The hazy intonations of a boy’s voice seeped through a rusted iron grate located behind my latrine. I knelt next to the toilet and peered through. The thinnest shaft connected the neighboring cell to my own, about two feet cut into the concrete.

“Sully? Is that you?”

“Do I sound like Sully?”

“Guess not.” I tried to think of what to say. “How long have you been here?”

“Who knows?” The boy’s voice let out a singsong sigh. “A week, a month. Six months. You’ll never know. Not in here. They keep the lights on, twenty-four-seven, so you’ll never know what time it is, whether it’s night or day, winter or spring or summer or fall….Life just becomes one long, never-ending stretch of silence.”

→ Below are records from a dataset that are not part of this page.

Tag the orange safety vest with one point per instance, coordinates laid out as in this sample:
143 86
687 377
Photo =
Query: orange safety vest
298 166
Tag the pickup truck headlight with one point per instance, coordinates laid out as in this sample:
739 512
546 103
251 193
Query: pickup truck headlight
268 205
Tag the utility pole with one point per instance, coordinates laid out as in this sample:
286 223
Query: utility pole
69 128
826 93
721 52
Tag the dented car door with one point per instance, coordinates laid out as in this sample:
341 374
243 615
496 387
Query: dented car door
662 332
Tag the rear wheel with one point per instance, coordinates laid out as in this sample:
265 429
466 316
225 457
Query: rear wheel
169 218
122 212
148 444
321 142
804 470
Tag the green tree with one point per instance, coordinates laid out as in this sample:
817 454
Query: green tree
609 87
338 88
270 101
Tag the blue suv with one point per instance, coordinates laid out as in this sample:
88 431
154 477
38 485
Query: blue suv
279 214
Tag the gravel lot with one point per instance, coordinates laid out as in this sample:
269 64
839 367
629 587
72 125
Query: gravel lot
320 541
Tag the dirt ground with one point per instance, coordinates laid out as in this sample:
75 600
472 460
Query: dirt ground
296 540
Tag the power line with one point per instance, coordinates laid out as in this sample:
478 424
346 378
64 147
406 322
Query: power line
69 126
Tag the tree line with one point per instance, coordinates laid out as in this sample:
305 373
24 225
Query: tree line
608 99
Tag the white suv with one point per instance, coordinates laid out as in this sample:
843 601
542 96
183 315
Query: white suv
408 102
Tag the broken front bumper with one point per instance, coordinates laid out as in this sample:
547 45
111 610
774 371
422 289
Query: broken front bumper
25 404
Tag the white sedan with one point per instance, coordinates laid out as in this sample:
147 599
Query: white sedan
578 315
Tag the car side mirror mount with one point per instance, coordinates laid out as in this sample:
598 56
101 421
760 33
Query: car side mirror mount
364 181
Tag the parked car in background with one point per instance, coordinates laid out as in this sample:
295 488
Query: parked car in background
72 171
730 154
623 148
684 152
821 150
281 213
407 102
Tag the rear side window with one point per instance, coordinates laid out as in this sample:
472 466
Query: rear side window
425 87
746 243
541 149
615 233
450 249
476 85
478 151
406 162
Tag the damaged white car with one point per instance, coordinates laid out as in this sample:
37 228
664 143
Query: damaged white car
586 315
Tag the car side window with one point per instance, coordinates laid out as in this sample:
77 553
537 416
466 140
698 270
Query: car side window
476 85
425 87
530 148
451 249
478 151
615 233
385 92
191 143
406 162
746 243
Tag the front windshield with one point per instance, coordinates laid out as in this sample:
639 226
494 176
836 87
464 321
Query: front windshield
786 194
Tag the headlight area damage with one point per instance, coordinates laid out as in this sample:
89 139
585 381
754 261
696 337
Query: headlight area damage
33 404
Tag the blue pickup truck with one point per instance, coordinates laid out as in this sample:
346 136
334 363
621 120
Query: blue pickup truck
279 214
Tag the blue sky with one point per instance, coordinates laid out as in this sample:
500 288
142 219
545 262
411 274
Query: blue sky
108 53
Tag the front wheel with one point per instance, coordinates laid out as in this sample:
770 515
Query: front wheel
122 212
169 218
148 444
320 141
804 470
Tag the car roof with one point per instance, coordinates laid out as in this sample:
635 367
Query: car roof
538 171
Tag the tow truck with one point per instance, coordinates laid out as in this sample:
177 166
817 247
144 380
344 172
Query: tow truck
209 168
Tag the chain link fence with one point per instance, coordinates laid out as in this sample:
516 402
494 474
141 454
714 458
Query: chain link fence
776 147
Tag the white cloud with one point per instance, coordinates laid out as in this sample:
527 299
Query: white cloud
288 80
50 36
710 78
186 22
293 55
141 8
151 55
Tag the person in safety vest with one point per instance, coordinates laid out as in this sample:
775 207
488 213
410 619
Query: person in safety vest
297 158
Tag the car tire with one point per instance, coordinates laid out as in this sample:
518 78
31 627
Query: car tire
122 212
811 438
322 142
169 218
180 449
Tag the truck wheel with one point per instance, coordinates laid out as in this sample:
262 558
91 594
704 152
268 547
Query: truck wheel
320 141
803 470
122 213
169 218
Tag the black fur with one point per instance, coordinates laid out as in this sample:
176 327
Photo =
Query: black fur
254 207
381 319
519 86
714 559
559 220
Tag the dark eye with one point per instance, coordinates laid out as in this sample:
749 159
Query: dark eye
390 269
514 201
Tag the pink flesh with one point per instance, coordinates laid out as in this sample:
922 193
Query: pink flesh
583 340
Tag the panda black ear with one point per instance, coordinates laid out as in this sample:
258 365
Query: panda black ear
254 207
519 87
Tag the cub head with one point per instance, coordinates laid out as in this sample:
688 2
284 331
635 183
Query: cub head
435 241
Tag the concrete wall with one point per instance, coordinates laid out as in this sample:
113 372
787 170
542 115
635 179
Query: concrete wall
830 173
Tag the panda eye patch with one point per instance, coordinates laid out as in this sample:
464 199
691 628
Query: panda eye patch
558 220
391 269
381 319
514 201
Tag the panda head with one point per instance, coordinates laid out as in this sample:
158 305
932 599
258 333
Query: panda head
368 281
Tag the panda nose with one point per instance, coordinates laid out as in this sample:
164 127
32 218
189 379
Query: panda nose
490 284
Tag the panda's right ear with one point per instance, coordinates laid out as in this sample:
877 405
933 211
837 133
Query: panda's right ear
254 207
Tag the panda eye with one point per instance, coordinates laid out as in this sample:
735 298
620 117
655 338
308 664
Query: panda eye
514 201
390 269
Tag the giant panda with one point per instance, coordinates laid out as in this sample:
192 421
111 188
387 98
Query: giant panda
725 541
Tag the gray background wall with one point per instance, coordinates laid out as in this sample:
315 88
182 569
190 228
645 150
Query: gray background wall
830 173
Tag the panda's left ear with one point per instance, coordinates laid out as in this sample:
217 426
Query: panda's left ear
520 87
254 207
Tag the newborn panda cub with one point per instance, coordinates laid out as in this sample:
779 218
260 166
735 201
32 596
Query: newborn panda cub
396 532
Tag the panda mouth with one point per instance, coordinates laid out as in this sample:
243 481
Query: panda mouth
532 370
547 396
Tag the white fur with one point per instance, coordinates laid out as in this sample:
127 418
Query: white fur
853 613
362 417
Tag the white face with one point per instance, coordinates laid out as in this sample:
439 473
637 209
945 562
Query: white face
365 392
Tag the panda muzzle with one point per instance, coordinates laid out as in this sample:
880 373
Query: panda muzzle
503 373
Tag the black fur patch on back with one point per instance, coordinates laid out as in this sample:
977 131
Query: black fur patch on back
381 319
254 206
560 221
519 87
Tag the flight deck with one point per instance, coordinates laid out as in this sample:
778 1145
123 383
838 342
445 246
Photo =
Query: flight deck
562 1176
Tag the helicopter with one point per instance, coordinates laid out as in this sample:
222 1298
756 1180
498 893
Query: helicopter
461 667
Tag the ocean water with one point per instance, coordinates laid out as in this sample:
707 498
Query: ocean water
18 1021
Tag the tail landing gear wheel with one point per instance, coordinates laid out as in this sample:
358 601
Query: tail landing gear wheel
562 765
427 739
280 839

Something about this voice sounded familiar. I couldn’t quite pin it—but the longer he talked, the more I couldn’t shake the feeling that I’d heard it before.

I could see a vague silhouette from the other side of the grate. I squinted in hopes of making out the face, but the rusted grille eclipsed his features.

“My name’s Spencer.”

“I know who you are.”

“At least that makes one of us,” I said.

“Don’t worry. You’ve got enough time on your hands now to do all the soul-searching you want.” After a deep breath, he recited—“I went to the woods because I wished to live deliberately, to front only the essential facts of life, and see if I could not learn what it had to teach, and not, when I came to die, discover that I had not lived.”

My pulse picked up. That was Thoreau. My neighbor knew Thoreau.

I haven’t heard somebody quote Thoreau since…

“Who are you?” I asked.

The question hung in the air. “In another life, my name had been Jason.”

“Jason…?” I asked. “Jason Bowden?

“Please. Call me Peashooter. It’s been so long since anybody’s called me by my real name down here.”